I had a femur fracture at the age of six, just one day before my kindergarten graduation event, and I had to lie in bed with a plaster cast for an entire summer. For close to three months, I couldn't go outside to play, to run, to be a kid.

But I could play videogames. And that's what I did.

I don't have recollection of being a good player at that age, I probably wasn't, but I like to think that I was, and that I actually found all shortcuts of Mario Kart in the Nintendo 64. In reality, maybe it was my brothers' playing and I had a disconnected controller in my hands that whole time.

But go figure.

I've been playing videogames since I can remember. By the time I could hold on to a controller, I had a huge inheritance from my older brothers already in place; all of their consoles and games.

Some of my most fond memories of my childhood involve playing videogames with one of my brothers, watching him beat other random strangers on the internet at StarCraft; or bringing three TVs and three Xboxes to my house to do a LAN party of Gears of War until sunrise with my friends; or even just me playing alone in my room, trying to find where I needed to go in Zelda's Ocarina of Time by using a physical Spanish-English dictionary.

My point is, since then, playing videogames has been a part of me, of my personality. To some extent, it describes a huge part of me.

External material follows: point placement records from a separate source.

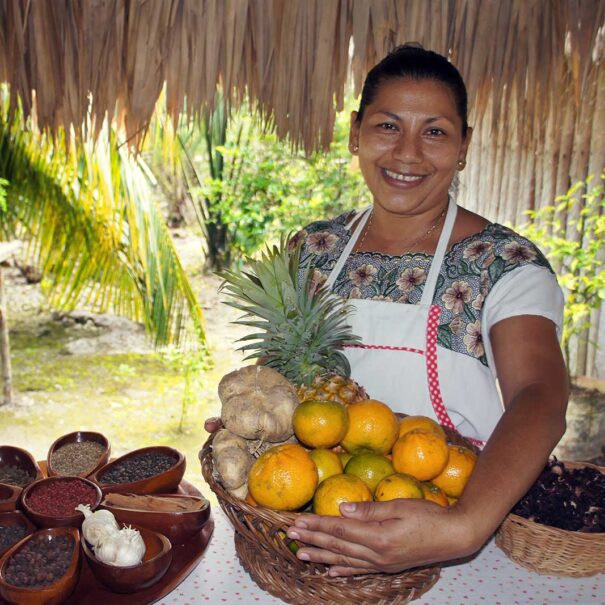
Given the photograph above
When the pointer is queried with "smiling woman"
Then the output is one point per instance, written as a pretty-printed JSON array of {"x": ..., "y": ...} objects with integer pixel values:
[{"x": 446, "y": 305}]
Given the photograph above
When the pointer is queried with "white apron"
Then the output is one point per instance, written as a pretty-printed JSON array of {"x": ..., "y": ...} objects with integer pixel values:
[{"x": 399, "y": 363}]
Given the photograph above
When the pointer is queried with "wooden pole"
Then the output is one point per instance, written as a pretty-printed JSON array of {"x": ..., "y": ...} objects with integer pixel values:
[
  {"x": 7, "y": 249},
  {"x": 7, "y": 376}
]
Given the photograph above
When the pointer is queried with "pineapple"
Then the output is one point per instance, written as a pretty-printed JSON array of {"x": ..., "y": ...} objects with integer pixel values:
[{"x": 300, "y": 332}]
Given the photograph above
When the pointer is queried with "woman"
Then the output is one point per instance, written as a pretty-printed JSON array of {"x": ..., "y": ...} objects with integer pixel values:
[{"x": 444, "y": 302}]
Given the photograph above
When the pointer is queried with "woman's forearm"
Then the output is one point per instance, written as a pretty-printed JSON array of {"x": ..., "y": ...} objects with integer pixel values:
[{"x": 530, "y": 428}]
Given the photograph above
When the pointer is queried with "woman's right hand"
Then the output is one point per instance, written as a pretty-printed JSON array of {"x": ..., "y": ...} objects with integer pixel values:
[{"x": 213, "y": 424}]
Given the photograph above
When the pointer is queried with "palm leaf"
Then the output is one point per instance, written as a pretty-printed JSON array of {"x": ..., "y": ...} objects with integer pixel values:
[{"x": 93, "y": 229}]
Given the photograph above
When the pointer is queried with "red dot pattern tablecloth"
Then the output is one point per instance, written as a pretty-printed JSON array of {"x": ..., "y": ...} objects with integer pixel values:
[{"x": 488, "y": 579}]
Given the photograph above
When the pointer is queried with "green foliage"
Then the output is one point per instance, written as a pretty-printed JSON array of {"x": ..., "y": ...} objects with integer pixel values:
[
  {"x": 247, "y": 186},
  {"x": 576, "y": 249},
  {"x": 3, "y": 186},
  {"x": 92, "y": 227}
]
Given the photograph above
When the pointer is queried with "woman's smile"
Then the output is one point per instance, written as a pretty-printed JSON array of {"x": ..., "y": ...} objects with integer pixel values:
[{"x": 410, "y": 142}]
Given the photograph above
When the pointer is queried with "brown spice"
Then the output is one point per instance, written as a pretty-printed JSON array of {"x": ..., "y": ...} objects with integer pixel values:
[
  {"x": 77, "y": 458},
  {"x": 154, "y": 503}
]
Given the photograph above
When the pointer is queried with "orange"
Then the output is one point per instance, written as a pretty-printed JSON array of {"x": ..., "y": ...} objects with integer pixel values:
[
  {"x": 337, "y": 489},
  {"x": 454, "y": 477},
  {"x": 420, "y": 453},
  {"x": 327, "y": 462},
  {"x": 373, "y": 427},
  {"x": 344, "y": 458},
  {"x": 409, "y": 423},
  {"x": 283, "y": 478},
  {"x": 320, "y": 423},
  {"x": 398, "y": 485},
  {"x": 434, "y": 494},
  {"x": 371, "y": 468}
]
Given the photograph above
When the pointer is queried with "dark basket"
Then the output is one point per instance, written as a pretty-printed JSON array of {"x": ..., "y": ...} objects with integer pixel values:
[{"x": 550, "y": 550}]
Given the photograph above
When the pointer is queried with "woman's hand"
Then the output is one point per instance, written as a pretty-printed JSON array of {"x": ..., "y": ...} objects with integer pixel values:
[{"x": 384, "y": 536}]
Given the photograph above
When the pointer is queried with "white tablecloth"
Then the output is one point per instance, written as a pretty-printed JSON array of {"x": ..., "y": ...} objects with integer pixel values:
[{"x": 489, "y": 579}]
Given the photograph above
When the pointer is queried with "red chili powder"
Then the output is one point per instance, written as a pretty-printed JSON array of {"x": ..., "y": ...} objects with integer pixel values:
[{"x": 60, "y": 498}]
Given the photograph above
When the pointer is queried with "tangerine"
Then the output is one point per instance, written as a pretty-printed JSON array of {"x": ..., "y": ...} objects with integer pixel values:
[
  {"x": 283, "y": 478},
  {"x": 409, "y": 423},
  {"x": 434, "y": 494},
  {"x": 344, "y": 457},
  {"x": 371, "y": 468},
  {"x": 454, "y": 477},
  {"x": 320, "y": 423},
  {"x": 398, "y": 485},
  {"x": 337, "y": 489},
  {"x": 327, "y": 462},
  {"x": 420, "y": 453},
  {"x": 373, "y": 427}
]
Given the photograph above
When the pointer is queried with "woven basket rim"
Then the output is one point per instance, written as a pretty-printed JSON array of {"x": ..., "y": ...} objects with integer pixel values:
[
  {"x": 529, "y": 523},
  {"x": 277, "y": 520}
]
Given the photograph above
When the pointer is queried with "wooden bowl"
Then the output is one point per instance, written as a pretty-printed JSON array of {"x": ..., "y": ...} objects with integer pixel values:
[
  {"x": 156, "y": 561},
  {"x": 54, "y": 593},
  {"x": 9, "y": 494},
  {"x": 15, "y": 456},
  {"x": 177, "y": 526},
  {"x": 12, "y": 518},
  {"x": 44, "y": 520},
  {"x": 79, "y": 437},
  {"x": 166, "y": 481}
]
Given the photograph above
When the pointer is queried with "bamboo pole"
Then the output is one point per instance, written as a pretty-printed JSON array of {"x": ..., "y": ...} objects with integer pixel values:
[{"x": 6, "y": 250}]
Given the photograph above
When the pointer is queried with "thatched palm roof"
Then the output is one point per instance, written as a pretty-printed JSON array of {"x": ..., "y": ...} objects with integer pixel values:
[{"x": 291, "y": 56}]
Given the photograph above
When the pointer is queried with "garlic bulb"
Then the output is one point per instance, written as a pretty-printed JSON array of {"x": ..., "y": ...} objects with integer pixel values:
[
  {"x": 130, "y": 547},
  {"x": 97, "y": 526},
  {"x": 106, "y": 551}
]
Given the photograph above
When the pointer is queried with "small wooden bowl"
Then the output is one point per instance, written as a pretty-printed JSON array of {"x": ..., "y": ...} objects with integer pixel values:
[
  {"x": 9, "y": 494},
  {"x": 156, "y": 561},
  {"x": 166, "y": 481},
  {"x": 15, "y": 456},
  {"x": 15, "y": 517},
  {"x": 177, "y": 526},
  {"x": 43, "y": 520},
  {"x": 79, "y": 437},
  {"x": 54, "y": 593}
]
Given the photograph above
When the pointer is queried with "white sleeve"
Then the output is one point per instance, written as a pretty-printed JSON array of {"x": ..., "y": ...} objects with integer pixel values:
[{"x": 528, "y": 290}]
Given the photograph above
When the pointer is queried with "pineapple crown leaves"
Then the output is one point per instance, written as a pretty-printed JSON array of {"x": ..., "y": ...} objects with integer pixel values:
[{"x": 299, "y": 331}]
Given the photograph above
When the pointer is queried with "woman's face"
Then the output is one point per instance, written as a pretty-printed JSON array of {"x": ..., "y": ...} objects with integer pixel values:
[{"x": 410, "y": 142}]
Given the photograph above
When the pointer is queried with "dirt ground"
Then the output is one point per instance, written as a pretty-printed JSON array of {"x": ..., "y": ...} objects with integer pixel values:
[{"x": 83, "y": 371}]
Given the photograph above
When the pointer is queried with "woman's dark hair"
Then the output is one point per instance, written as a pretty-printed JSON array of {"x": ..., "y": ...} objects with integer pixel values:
[{"x": 416, "y": 63}]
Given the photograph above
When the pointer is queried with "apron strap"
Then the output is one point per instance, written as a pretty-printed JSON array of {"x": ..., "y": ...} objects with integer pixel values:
[
  {"x": 431, "y": 281},
  {"x": 364, "y": 214}
]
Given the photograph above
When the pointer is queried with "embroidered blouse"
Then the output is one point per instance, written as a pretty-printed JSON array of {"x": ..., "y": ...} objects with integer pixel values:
[{"x": 486, "y": 277}]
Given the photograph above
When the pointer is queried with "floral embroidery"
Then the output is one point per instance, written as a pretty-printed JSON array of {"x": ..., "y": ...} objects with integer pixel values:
[
  {"x": 363, "y": 275},
  {"x": 516, "y": 252},
  {"x": 456, "y": 296},
  {"x": 476, "y": 249},
  {"x": 410, "y": 278},
  {"x": 470, "y": 270}
]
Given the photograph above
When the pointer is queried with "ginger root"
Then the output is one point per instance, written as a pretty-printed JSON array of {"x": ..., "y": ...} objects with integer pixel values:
[
  {"x": 232, "y": 460},
  {"x": 258, "y": 403}
]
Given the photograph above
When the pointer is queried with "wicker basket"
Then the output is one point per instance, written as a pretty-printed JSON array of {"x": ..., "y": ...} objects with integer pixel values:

I constantly joke about, in a not-so-joking way, that I'll consider myself old only when my younger siblings can beat me at any videogame. I'm in my 30s while writing this, and that hasn't happened yet.

The problem is, I do consider this an addiction now.

If I stay away from gaming for too long, I feel anxious. I feel I'm missing something. And this is only true for competitive games.

I need to show to some random stranger on the internet that I can beat them at Overwatch. I need to showcase those hard-earned skills. If I don't do it, if I can't beat them, am I still me?

Having spent that much time playing videogames, internalizing them as part of my identity, the moment I stop spending that time doing it, it throws me into flux.

Some say that people never actually stops being addicted to something, they just replace one addiction with another. From alcoholic to hardcore rock-climber; from smoker to Iron Man runner; from hardcore competitive gamer to... what?

Well, here's what I'm trying.

I'm now dedicating the time I used to spend on video games to various activities that complement gaming, without completely giving it up.

Instead of spending 15 hours a week on video games, I might only play four now, and spread the rest between playing pádel, exercising, learning Portuguese, reading, and writing more.